Thirty hypertensive outpatients were treated with moxonidine for 4 weeks in an intraindividual comparison study. After a wash-out period of at least 2 weeks the same patients were given prazosin for 4 weeks. The initial daily doses were 0.2 mg moxonidine and 1 mg prazosin. The antihypertensive dose was titrated individually until the diastolic blood pressure (BP) fell below 95 mm Hg.

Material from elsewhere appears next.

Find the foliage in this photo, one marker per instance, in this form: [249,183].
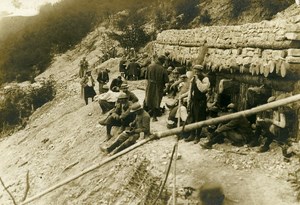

Within 3 days of dose titration, a mean dose of 0.37 mg moxonidine produced a significant decrease in BP from a mean of 184/100 to 155/90 mm Hg, while in prazosin treated patients 5 to 8 days were necessary to reduce the BP from 180/100 to 149/89 mm Hg; the mean prazosin dose was 2.8 mg. In addition to the lower dose of moxonidine compared to prazosin, it was found that in 67% of patients moxonidine was given once daily whilst prazosin was administered three-time daily in 73%.
Within the first week of moxonidine treatment 14/30 patients experienced dryness of the mouth, but it was so mild that the patients did not want to discontinue the trial. In contrast, 3/30 patients discontinued therapy with prazosin because of side effects. The most frequent adverse effects of prazosin were orthostatic dysregulation in 6 patients, pain in the chest in 5, giddiness and tachycardia in 4 and nervousness in 3 patients; no patient had these complaints whilst on moxonidine.
In intraindividual comparisons with moxonidine, efficacy, tolerance and the well-being of the patients were significantly better than when on prazosin.